Chickens, goats, a large pig, ponies, ducks, raptors, prairie dogs, corn, vegetables, native plants, historic farm and farm buildings, and willows and a creek feeding wildlife. This is a quick list of Denver Botanic Gardens Chatfield Farms.
To the mix, the organization seeks to add new reception and education centres, a market square, a permanent stage for the amphitheater and gardens featuring native plants of the region and agriculture practiced by indigenous peoples. The development plan for Chatfield Farms envisions a phased addition to fundraising.
Denver Botanic Gardens CEO Brian Vogt discusses plans for a recent tour by golf cart of 700-acre Chatfield Farm in southern Jefferson County. The area is about 20 miles southwest of the organization’s public gardens in Denver’s Cheesman Park neighborhood.
Vogt said the Botanic Gardens completed a master development plan for the Denver site in 2020. “It gave the institution the bandwidth to revisit Chatfield Farm now and think about what it wants to be in the future.”
The botanical garden has so far raised approximately $6 million for the proposed projects. Vogt said the first job would likely be what he jokingly called “the really glamorous stuff”: sewer systems, parking lots, a solar power array and other infrastructure.
Vogt said the total price tag, which would include a restaurant overlooking a grass bowl that makes up the amphitheater, would be around $38 million to $40 million. Getting money will work.
Jintak Han, The Denver Post
Denver Botanic Gardens CEO Brian Vogt discusses planned improvements to the Chatfield Farms facility managed by the Botanic Gardens in Littleton on Tuesday, June 14, 2022.
“The thing about gardens is that we don’t break ground until we know we have money,” he said.
The organization is working with various government agencies, including the Army Corp of Engineers, to obtain approval for the permit. Vogt said it is likely to take until next spring to submit a final plan.
The Botanic Gardens has managed Chatfield Farms on that land since 1973, under the leadership of the Army Corps of Engineers. People living in the area were relocated and the nearby Chatfield Reservoir was created in 1965 following the devastating floods of the South Platte River. More than 20 people were killed and more than 5,000 home and farm buildings and about 6,700 small businesses were destroyed or damaged.
Vogt said that one of the original ideas for the post-flood site was to build an arboretum. “But it’s hard to grow trees in Colorado. There’s not that much water.”
Another idea was to manage the land as a nature preserve. “But then what do you do about historic farms?” Vogt asked.
The botanical garden has blended nature and historic uses of the land to focus on agriculture and to restore land along Deer Creek, which runs through Chatfield Farm. On a farm next to a house, shed and barn on the historic Hildebrand farm, employees and volunteers grow vegetables to be taken to farmers’ markets in areas with limited access to fresh produce.
Other crops include corn, pumpkin, lavender fields and vegetables for a community agriculture program, which people support through buying shares. Chatfield Farms hosts the Veterans to Farmers program. There is a dye garden which grows a variety of plants used for dyeing clothes.
The proposed 13,000-square-foot education center will highlight the history and future of agriculture and connect classrooms to outdoor learning areas. A separate 4,000-square-foot, open-air classroom on the south side of Chatfield Farm will be near the start of a nature walk along Deer Creek.

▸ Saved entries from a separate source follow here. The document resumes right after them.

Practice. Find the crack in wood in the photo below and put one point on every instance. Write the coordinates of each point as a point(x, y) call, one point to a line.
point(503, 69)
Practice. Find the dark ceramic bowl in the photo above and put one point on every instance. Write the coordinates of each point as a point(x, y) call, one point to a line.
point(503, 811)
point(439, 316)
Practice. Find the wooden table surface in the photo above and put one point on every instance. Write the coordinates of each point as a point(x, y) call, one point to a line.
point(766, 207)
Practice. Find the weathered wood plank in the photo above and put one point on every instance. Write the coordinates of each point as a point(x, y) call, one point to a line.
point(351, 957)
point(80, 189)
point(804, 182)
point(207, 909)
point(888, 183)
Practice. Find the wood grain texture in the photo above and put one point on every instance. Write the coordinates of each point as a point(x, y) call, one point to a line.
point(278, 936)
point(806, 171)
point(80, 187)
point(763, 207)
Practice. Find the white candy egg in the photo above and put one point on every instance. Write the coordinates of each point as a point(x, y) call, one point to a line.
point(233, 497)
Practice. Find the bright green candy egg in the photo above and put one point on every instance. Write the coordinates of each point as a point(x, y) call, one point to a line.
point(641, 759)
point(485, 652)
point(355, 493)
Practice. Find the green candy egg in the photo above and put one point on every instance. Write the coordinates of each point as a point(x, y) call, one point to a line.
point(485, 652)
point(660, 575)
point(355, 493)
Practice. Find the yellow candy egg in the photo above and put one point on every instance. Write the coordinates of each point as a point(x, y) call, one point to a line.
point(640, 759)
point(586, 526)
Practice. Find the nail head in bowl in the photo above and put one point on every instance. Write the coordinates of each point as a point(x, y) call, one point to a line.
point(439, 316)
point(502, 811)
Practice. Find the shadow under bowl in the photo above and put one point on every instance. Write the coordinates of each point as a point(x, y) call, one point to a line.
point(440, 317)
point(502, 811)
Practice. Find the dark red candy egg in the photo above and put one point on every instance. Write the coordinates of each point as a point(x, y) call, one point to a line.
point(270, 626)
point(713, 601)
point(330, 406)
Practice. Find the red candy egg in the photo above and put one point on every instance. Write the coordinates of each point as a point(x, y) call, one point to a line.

Vogt said the garden sheds light on regenerative agriculture. Practices include not plowing below what is left after harvest and instead planting cover crops and leaving residue to help retain moisture, prevent erosion and rebuild soil health.
Vogt said the area, called Gardens for the West, would include more native plants and a larger circular area. The Garden will work with experts to showcase indigenous farming practices. The site will lead to a new butterfly house.
According to the Chatfield Farms website, the 700-acre site, which supports the Jefferson County Open Space, was used for thousands of years for hunting and camping grounds by indigenous peoples, including the Ute, Cheyenne and Arapaho tribes.
Vogt said Gardens received an OK from the Army Corps of Engineers to restore Deer Creek to a more natural flow. Like waterways across the country, the creek was channelized, which involves deepening or straightening it.


Jintak Han, The Denver Post
Denver Botanic Garden’s Chatfield Farms facility in Littleton is pictured Tuesday, June 14, 2022.
Restoration of riparian areas includes removing invasive vegetation and planting willows and other native vegetation.
“It was just revived. We started seeing native birds and native insects, all kinds of native mammals coming back to the area,” Vogt said.
Chatfield Farm is home to elk, bobcats, coyotes, beavers and an occasional bear and moose.
“We really want to maintain this sense of nature,” Vogt said, “so wherever we have a building, it rests on the sides.”
Plantation will be done around public places. The boardwalk will be added to parts of the Nature Walk near the creek.
“We’ll let people walk around and protect the landscape at the same time,” Vogt said.